Wednesday, August 7, 2013

Less biased opinions, more balanced reviews.

Very early on in my gaming history, in the latter half of the 1980's, I wanted to be a game reviewer, because I wanted to play as many games on as many different systems as possible. This dream job took a back seat a bit later, as my primary objective in life was to become a musician, which I eventually did. Now, my other job dream can take some ground back, and I can start writing about games I like. More specifically, the games I liked back then, and still do, on the machines I owned back then, still do, and continue to collect. Maybe have a friend or two help me out with this project as well, because it's already starting to feel like a lot of work. :-P

The purpose of this blog is to compare an endless stream of retro games, as reasonably as possible, play them on every gaming machine I can think of, either on a real machine or an emulator. I've seen too many blogs and review websites that are clearly biased towards the machine of their preference.

When I was a kid, my first gaming devices were a Donkey Kong Jr. Game & Watch handheld game, then a 48k ZX Spectrum, then a Commodore 64C, before finally getting to the modern age of PC gaming.
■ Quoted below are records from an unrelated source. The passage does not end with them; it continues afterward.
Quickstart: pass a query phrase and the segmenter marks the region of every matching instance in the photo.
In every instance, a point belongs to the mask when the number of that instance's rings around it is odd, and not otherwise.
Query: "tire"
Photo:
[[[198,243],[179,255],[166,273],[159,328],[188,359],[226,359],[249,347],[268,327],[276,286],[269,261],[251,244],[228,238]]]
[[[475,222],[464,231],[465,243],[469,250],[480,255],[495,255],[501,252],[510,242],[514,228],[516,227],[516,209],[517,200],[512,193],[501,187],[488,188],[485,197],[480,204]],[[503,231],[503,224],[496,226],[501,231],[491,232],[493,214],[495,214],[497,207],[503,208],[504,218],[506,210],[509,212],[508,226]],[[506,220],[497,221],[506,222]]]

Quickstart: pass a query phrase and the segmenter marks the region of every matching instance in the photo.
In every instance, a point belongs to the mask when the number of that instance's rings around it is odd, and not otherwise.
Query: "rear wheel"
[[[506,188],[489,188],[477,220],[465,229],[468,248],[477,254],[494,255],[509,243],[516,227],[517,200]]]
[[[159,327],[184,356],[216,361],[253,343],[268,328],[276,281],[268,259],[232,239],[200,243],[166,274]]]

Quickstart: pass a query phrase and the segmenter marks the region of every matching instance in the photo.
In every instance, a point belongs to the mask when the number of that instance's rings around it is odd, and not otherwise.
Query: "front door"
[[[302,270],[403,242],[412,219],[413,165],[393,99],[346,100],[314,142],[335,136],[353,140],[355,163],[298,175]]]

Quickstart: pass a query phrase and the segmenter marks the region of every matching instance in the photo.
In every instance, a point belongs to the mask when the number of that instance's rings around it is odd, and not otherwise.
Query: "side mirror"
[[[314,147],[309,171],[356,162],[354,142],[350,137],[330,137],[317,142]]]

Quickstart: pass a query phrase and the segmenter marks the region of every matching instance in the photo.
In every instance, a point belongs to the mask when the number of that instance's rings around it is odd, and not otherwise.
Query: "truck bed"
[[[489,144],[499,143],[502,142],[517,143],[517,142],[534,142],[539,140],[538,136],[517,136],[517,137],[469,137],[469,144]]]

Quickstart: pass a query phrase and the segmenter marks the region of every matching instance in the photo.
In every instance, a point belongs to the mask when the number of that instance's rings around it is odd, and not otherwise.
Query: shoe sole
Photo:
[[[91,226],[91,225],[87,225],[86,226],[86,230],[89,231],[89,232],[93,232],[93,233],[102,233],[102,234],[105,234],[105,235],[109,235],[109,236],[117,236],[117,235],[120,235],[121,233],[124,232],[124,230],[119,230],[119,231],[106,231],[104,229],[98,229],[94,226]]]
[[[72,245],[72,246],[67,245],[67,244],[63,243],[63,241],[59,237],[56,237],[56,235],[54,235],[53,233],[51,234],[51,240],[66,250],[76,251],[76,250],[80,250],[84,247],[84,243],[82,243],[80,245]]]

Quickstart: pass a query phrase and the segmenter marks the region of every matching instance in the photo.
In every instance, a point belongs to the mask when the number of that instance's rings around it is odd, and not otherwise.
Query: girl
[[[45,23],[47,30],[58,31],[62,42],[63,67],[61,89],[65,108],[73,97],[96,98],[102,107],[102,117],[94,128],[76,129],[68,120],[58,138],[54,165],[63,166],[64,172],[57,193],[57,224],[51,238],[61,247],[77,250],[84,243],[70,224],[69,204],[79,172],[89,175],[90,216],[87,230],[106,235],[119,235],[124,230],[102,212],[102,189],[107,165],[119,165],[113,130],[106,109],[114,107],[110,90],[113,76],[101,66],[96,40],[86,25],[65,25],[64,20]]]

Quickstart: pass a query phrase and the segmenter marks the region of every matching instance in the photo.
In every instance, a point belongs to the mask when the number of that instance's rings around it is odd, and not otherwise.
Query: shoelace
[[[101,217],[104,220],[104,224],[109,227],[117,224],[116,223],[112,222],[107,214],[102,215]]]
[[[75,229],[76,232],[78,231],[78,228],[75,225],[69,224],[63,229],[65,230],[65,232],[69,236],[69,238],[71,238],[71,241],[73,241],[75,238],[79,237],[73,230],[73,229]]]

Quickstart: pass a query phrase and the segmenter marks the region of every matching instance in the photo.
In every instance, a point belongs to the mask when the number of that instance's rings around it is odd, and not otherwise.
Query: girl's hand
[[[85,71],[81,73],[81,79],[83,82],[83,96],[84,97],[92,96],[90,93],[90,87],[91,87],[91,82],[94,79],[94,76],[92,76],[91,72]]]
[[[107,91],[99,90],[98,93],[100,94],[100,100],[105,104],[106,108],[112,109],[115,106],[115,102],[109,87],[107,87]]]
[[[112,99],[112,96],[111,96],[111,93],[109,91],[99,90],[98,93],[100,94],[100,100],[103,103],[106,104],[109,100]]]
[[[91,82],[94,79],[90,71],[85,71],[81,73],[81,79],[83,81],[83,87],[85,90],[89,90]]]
The first machine I ever played on was Atari 2600. Alongside my own machines (which, of course, my parents had bought), I had a fairly good access in the neighbourhood to machines like the MSX, NES, SNES, Sega Master System, Sega Megadrive (Genesis), and Commodore Amiga. Later on, I had most of these machines myself, and had an easy access to Nintendo 64, Atari Jaguar, the Sony Playstation machines and some others. All in all, I had a pretty balanced view of what was going on in the biggest scenes of the gaming world, so I couldn't get too biased about what I had. Since this is a retro gaming blog, I won't be getting any closer to modern gaming than the PS1 generation here, and even THAT is stretching the idea a bit.
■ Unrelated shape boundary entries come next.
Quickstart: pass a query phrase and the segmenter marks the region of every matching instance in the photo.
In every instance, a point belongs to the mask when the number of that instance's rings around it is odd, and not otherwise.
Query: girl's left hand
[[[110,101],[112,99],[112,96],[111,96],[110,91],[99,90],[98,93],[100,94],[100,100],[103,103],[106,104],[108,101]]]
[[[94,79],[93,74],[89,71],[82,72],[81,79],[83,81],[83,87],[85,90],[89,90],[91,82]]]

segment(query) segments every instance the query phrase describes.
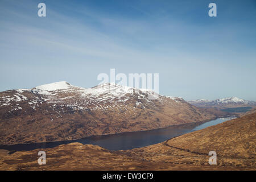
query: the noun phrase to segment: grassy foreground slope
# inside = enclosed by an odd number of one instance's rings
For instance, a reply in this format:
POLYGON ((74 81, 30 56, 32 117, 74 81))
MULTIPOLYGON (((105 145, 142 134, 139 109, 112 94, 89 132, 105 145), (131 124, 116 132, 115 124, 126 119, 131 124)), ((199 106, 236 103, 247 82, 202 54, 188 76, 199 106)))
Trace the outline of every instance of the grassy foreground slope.
POLYGON ((255 170, 256 113, 162 143, 113 151, 79 143, 53 148, 0 152, 1 170, 255 170), (47 164, 38 164, 38 152, 47 164), (208 153, 217 152, 217 165, 208 153))

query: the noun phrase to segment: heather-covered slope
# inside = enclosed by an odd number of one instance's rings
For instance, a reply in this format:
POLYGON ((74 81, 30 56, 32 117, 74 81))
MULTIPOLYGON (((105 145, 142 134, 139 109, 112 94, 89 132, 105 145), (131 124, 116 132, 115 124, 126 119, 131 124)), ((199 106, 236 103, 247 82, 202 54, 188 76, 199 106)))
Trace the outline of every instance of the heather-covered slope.
POLYGON ((226 121, 158 144, 113 151, 79 143, 7 154, 1 170, 255 170, 256 114, 226 121), (38 164, 46 152, 47 164, 38 164), (210 151, 217 165, 208 163, 210 151))
POLYGON ((207 121, 218 114, 181 98, 105 84, 67 82, 0 93, 0 144, 72 140, 207 121))

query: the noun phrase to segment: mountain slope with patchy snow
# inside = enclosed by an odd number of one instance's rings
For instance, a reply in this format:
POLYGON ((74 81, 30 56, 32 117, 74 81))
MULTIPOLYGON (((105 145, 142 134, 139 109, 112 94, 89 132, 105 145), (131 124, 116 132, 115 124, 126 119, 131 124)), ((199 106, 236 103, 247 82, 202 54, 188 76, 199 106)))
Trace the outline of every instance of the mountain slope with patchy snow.
POLYGON ((220 98, 210 101, 207 100, 197 100, 188 101, 188 102, 200 107, 213 107, 213 106, 226 106, 236 107, 242 106, 256 106, 256 102, 253 101, 246 101, 237 97, 220 98))
POLYGON ((216 117, 182 98, 152 91, 113 83, 84 88, 62 81, 0 92, 0 144, 72 140, 216 117))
Here you can see a (mad photoshop skillz!!) collage of most of my equipment. My current favourite old machine is the Commodore 64, mostly because of the modern equipment I have been able to acquire for it, but I will always have a soft point for the ZX Spectrum. My favourite new machine has been for many years, and will continue to be, a PC, preferably equipped with a Windows release of odd number, until Microsoft stops building their GUI's for people to use.